Wayland se rappela du passé, de ces films d’horreur qu’il s’amusait à
regarder lorsqu’il était gamin, des comics narrant des scénarios terribles
d’invasions de morts-vivants, de populations terrestres réduites en esclavage
par des créatures venues d’ailleurs. Loin de la science-fiction, il se remémora
ensuite l’expérience de 1957 : la cellule zombie injectée de silice qui
pouvait survivre aux températures extrêmes et à la destruction et poursuivre sa
vie tout en étant morte. Puis il se remémora l’épidémie, ce long calvaire qui
s’était étendu sur toutes ces années. Cela faisait si longtemps qu’il n’avait
pas lu de livres d’anticipation, ni vu de films d’horreur, et aujourd’hui,
telles un essaim d’insectes grouillants, ces créatures, autrefois inventées,
finalement crées et aujourd’hui encore bien réelles, ces immondices qui avaient
résisté au souffle puissant et purificateur des quatre cavaliers – car c’était
cela qu’avaient été les points d’explosion, il le sentait, il avait eu le temps
d’y penser dans son repaire, il avait rencontré le lieutenant Reiko Morrison
dans les années 70 et se souvenait de sa force exceptionnelle et des lueurs
argentées qui transparaissaient sous sa peau, il se souvenait de Doug et de son
épée, Doug qui l’avait pris en stop avec le petit Terry, lorsqu’il marchait
vers le nord avec sa femme et ses enfants, et il y en avait eu d’autres comme eux, des chevaliers, il le savait, et il avait fait le rapprochement ça lui était revenu quand
il avait découvert le coffret et déchiffré les tablettes – ces immondices,
donc, le regardaient, se dirigeaient vers lui, de leur pas traînant et
implacable de cadavres mouvants, accompagnés de ces borborygmes qui
caractérisaient immanquablement leurs apparitions lorsqu’ils n’étaient encore
que de distrayants personnages fictifs dont la troublante existence cessait une
fois le poste éteint ou le livre refermé, et qui au bout du compte avait fini
par ne jamais cesser.
Et Wayland, contre ses propres attentes, ne recula pas, il se battit
contre eux. De ses appendices de métal il déchiqueta des chairs putréfiées,
arracha des crânes aux orbites vides et pourtant douées de vision. Il en
abattit cinq, puis dix, puis cent, mais toujours il en venait, plus nombreux,
plus horribles, à croire que la totalité de l’humanité survivante s’était
réveillée zombie, à moins que l’humanité ait été détruite et que seuls ceux qui
étaient zombies aient survécu : le sacrifice de la Terre avait été
inutile… et il dût battre en retraite.
*
Lorsque Wayland McKeen atteignit son bunker, ce fut pour apercevoir le
vaisseau d’argent qui s’en allait, emportant sa femme et les trois enfants
encore vivants que lui avait apportés cette seconde existence. Il le vit
scintiller dans les cieux ocre et blanc, filant vers le soleil rouge, et quand
il se retourna, du haut de la crête rocheuse qui surplombait sa cache, il
aperçut les hordes qui venaient vers lui, des flots de cadavres dont les pas
pesants et trainards soulevaient la poussière du désert…

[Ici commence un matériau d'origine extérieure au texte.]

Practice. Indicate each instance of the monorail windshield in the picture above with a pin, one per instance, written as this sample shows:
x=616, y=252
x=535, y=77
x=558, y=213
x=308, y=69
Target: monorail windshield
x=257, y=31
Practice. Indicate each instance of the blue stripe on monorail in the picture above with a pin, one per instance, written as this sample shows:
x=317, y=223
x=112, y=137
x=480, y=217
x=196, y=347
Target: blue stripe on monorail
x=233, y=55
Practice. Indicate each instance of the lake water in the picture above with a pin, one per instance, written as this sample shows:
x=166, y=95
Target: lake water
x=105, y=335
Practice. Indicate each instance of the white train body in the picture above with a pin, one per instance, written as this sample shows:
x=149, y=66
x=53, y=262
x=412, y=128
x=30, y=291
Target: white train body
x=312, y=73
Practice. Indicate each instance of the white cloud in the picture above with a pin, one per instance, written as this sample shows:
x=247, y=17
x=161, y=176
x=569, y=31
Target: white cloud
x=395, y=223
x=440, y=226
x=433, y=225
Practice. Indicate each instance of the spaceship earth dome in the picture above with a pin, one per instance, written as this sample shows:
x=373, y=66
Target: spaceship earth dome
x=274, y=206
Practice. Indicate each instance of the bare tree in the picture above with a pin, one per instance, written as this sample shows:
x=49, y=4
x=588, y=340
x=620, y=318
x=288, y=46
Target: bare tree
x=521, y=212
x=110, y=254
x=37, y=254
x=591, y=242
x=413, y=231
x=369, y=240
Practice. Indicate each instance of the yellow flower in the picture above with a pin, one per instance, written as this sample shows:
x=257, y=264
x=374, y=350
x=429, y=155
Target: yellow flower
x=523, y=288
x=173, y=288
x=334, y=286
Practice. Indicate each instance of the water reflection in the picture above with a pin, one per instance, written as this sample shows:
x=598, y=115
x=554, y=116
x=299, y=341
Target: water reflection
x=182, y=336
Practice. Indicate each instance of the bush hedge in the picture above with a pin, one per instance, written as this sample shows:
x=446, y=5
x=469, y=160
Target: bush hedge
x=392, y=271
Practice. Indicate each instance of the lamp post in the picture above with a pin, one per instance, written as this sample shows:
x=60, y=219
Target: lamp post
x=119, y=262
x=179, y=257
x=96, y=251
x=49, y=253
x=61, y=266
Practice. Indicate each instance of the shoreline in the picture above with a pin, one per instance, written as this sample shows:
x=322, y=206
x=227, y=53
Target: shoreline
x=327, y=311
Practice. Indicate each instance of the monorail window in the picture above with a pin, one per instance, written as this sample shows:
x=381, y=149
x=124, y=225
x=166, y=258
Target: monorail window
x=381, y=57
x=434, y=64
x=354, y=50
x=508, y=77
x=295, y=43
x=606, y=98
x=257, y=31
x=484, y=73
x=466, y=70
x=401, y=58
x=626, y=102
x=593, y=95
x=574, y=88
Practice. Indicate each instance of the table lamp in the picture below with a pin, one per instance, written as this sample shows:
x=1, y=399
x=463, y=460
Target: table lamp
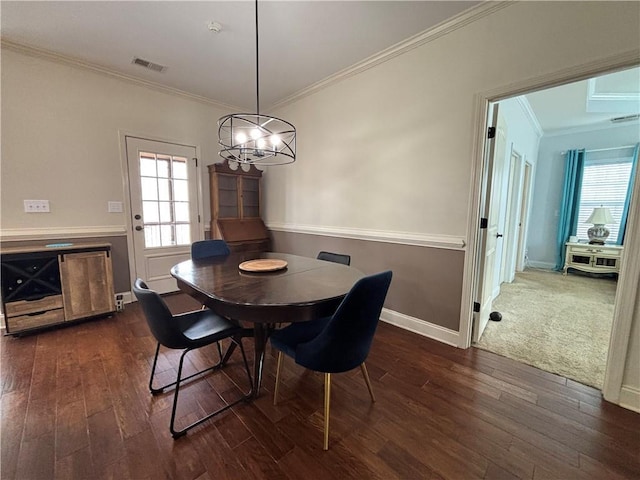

« Ouvre-toi ! Mais ouvre-toi ! » hurla-t-il,
enfonçant ses griffes dans l’interstice qui soulignait la serrure de la boîte
et pressant sur elle de toute la puissance de ses muscles de mutant. Memento quia pulvis es, annonçait,
omineux, le couvercle. Mais Wayland n’avait pas peur de ce que contenait le
coffret, Wayland voulait redevenir poussière, il voulait que tous retournent à
la poussière, il tenait enfin le Graal entre ses doigts.
« OUVRE-TOI !!! » hurla-t-il encore avant que le boîtier
ne cède et qu’une lumière aveuglante inonde le désert, soufflant tout sur son
passage à la manière d’une marée de flammes.